Time and again the criminal enterprise of stealing from the poor—including, at its lowest level, literal theft from the poor, the work of those who rob and terrorize poor neighborhoods, the street crime committers—again and again, this vast multiracial internationally-oriented league of criminals is revealed to be a pyramid scheme that leaves most of the criminals poor, their gains are so fleeting. Black or white, only a few prosper—the early absconders. This is why Americans couldn’t count on getting health care until Barack Obama became President, too many people were getting too rich off the poverty created by the status quo; and when it became apparent before the last election that some form of “Obamacare” was inevitable with the Democrats’ return to the White House, some of those people took all their money out of circulation and walked away—this was a root cause of the crash five years ago. Those criminals are looking at the vineyards they own now, the orchards, the acres of teak deck hand-waxed by an immaculate crew; they’re running boutique hedge funds that invest solely in oil services in the former Soviet republics; they collect houses and airplanes, they fly around the world spending a thousand dollars a night on hotel rooms, they rarely sleep in their houses; they attend seminars, they run sometimes for office, some of them are multibillionaires. They won.

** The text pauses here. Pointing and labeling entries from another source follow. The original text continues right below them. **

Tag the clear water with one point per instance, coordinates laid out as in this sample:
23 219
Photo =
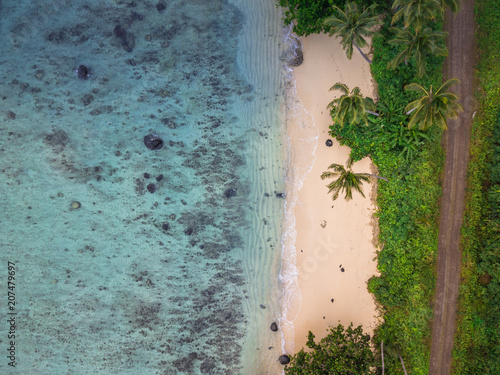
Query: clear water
104 288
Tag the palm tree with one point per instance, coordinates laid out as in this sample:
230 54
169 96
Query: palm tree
418 45
347 180
352 27
454 5
433 107
416 13
351 106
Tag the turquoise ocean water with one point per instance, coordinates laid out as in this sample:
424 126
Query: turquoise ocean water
130 260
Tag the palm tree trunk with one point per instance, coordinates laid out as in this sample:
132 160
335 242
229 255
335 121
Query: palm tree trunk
403 364
382 178
362 54
382 352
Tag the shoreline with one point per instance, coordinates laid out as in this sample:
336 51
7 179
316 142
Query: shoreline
330 249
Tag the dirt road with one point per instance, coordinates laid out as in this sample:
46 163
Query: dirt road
460 64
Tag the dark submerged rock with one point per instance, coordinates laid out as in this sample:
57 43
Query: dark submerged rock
293 55
230 193
153 142
284 359
83 72
151 188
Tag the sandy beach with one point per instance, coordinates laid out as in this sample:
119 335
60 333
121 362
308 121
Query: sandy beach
335 251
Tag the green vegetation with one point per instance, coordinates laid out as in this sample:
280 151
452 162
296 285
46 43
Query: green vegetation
418 45
477 345
433 108
350 107
346 180
408 206
342 351
309 15
416 13
412 160
352 26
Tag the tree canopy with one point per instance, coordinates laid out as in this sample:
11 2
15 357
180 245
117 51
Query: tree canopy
433 107
342 351
308 15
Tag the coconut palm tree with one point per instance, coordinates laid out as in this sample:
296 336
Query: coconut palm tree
418 45
351 105
454 5
352 27
416 13
433 108
347 181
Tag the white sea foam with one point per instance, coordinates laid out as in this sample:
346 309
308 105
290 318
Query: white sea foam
301 156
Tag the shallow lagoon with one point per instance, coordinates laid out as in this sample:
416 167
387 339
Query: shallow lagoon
183 280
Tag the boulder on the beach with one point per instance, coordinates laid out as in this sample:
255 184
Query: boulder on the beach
293 55
284 359
153 142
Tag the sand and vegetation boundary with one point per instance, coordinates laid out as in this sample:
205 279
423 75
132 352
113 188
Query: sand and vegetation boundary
408 204
477 344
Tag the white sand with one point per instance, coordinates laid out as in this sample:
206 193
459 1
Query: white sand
329 233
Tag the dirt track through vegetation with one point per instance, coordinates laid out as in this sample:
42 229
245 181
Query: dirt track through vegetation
459 64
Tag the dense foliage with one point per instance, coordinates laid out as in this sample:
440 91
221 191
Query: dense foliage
342 351
308 15
408 206
477 348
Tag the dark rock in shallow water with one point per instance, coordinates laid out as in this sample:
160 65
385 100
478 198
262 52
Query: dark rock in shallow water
230 193
153 142
83 72
284 359
293 55
151 188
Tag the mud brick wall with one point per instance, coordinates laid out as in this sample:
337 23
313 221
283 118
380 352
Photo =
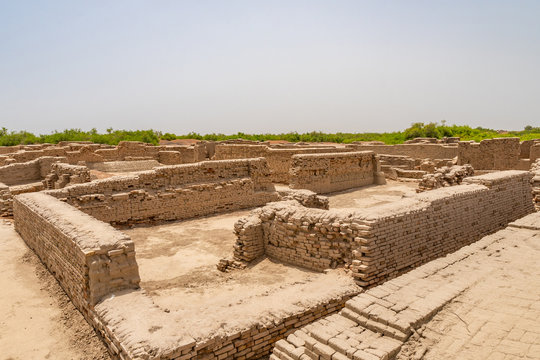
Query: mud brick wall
257 342
87 152
62 175
315 239
89 258
417 151
20 172
323 173
6 201
432 224
387 240
491 154
174 192
535 170
279 160
169 341
535 151
33 170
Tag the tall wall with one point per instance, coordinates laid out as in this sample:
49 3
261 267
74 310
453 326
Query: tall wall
323 173
417 151
174 192
89 258
386 240
490 154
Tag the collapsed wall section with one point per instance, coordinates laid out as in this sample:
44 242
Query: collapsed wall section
329 172
174 192
279 159
89 258
389 239
491 154
416 151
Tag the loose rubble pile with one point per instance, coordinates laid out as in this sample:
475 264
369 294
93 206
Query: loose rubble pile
445 176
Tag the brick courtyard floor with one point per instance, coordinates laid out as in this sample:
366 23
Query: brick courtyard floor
496 318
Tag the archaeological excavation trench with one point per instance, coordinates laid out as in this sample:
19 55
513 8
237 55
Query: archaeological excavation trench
239 250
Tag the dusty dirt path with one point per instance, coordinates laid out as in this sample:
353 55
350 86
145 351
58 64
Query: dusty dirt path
37 319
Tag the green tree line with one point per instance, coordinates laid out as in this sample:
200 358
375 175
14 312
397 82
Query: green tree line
112 137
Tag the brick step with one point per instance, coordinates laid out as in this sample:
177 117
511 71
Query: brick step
335 338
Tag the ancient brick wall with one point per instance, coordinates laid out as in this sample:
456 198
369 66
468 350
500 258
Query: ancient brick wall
389 239
89 258
329 172
417 151
535 170
490 154
279 159
174 192
534 152
62 175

President Barack Obama is not a criminal. He is an honest man and a good leader tasked with bringing the innocent non-criminal population of his country out of a big mess that’s actually a crime scene. The way is arduous, it has to be cut through the resisting force of controlled anarchy—massively resisting, criminally controlled—with all its distractions, depredations, degradations, its trash entertainments, its robotic fakery, its hidden fees and random slayings, its contempt for living flesh.

The race hatred fomented by criminals and bigots (and some criminals who are also bigots, black and white) is key to the anarchy—Charles Manson understood this (I know this because Helter Skelter was one of my favorite books when I was a teen, I had a crush on one of the girls featured in its black and white photo insert pages)—a distraction, a depredation, a degradation as massive as all the rest combined. Clearly, if America serves any purpose at all, if it has the higher destiny it claims for itself among history’s other upstart nations, then it seems to me that purpose, that destiny must involve the harmonious mingling of races in one just and generally prosperous society. Because what else could it be—what destiny could be higher for America? Another war to exterminate another race? A return to slave-holding? Has it all been downhill in America since word of the Emancipation Proclamation got out?

Juneteenth / Houston Fourth Ward (c. 1900)

I don’t think so but some people do, there’s no doubt about it. Will all these people and all such people die out within anyone’s lifetime? If not, will the survivors be confined to human zoos and sit on display, screeching about negro inferiority for the fearful edification of schoolchildren? Another question: will a vote for the Green Party always risk giving the office to a race supremacist, secret or otherwise?

President Obama, in the meantime, tasked with leading an enormously vast multiracial population of crime victims straight through the ongoing scenes of the crimes—also ongoing—by which they’ve been and are left wounded, disoriented, enraged and largely impoverished, remains focused and calm.